会试要考足足九日,今年天公不作美,从第三天开始,竟有了倒春寒,听说贡院里当夜便病倒了数位考生,个个发起了高热。
    有人撑不住,乾脆弃考,被抬著出来。
    消息传到秦家,应琼芳担心地一个晚上没睡著,第二天也跟著病情加重,秦府上下愁云惨澹,世兰也没了心情去细想那日与张家二郎四目相对时的异样。
    好不容易挨到了会试结束,世兰跟著父亲去接二哥秦正阳回家。
    结果双双被脚步虚浮,脸色苍白的秦正阳嚇了一大跳。
    细问下才知,幸好这些年秦正阳虽然將重心放在了读书上,但也没落下习武,练出了一身好体魄,抵住了这场突如其来的倒春寒。
    虽难掩疲惫,但好在没什么大碍。
    世兰这才放下了心,原著里秦正阳可从未踏足过这科考场,虽然一事无成,但到底寿命无虞。
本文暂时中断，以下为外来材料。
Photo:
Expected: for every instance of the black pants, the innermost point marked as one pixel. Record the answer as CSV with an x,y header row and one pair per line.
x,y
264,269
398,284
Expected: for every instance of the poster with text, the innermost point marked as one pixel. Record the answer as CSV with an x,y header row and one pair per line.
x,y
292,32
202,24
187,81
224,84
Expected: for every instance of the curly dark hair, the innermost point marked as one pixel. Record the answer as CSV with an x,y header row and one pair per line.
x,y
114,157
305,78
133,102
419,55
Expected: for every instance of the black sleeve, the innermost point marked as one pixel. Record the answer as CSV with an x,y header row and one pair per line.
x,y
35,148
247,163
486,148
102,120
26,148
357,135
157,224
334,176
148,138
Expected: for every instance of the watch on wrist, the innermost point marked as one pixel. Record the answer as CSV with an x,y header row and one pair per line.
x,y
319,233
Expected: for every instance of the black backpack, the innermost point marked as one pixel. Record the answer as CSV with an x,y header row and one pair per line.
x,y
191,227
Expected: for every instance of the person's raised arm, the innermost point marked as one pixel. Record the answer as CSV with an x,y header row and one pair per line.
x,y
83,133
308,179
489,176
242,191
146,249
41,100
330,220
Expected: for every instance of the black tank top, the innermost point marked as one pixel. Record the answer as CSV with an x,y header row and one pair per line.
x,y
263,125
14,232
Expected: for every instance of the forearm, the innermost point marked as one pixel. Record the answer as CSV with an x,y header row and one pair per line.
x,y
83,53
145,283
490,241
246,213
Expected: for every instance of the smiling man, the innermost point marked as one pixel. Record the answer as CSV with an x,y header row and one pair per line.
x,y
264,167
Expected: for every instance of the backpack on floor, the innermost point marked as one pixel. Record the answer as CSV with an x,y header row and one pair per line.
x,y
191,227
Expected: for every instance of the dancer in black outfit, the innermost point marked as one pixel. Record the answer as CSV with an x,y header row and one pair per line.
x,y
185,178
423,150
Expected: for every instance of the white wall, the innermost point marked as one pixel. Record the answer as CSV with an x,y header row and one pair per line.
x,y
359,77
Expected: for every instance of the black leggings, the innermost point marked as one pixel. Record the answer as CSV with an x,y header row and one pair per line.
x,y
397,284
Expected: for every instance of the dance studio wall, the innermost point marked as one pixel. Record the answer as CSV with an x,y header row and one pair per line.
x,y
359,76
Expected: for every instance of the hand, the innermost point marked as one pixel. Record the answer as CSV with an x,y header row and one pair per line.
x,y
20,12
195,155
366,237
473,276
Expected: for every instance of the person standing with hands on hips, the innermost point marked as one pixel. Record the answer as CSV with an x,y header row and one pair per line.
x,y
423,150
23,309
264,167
    要是因此垮了身体,就算得了功名,也是得不偿失。
    往后几日,秦正阳便在家中休养,偶尔外出也是去寻他的老师同窗校对答案。
    越校对,脸色越差。
    秦沐川看在眼里,心中便有了数。
    放榜那日,东昌侯府的大门前格外安静。
    秦家人没有一个要去看榜,只打发了小廝去。
    一个时辰后,见那小廝垂著头回来,话都不用说,眾人便知道了答案。
    不出意外,秦正阳落榜了。
    世兰嘆了口气,科考本就不易,就算是从小刻苦读书,天赋异稟,也未必得中。
    何况秦正阳这种中途放弃过的平庸之辈呢?
    秦沐川也挥了挥手,打发了管家,他其实早有预感,儿子的文章火候未到,这次不过是想碰碰运气。不过当结果真是如此时,心里还是忍不住失落。
    反应最坏的是应琼芳。
    当晚便辗转反侧,难以入眠,第二日就咳得天昏地暗,喝药扎针,都不见好。
    秦沐川看著妻子苍白的脸,忽然觉得自己不能再这样消沉下去了。
    他起身去了书房,找到几张华丽拜帖,珍而重之地揣入袖中,吩咐管家备车。
    “侯爷,您这是要……”管家小心翼翼地问。
    “去拜访几位故友。”秦沐川整理著衣袖,眼神坚定:“正阳的亲事不能再拖了,我得亲自去走动走动。”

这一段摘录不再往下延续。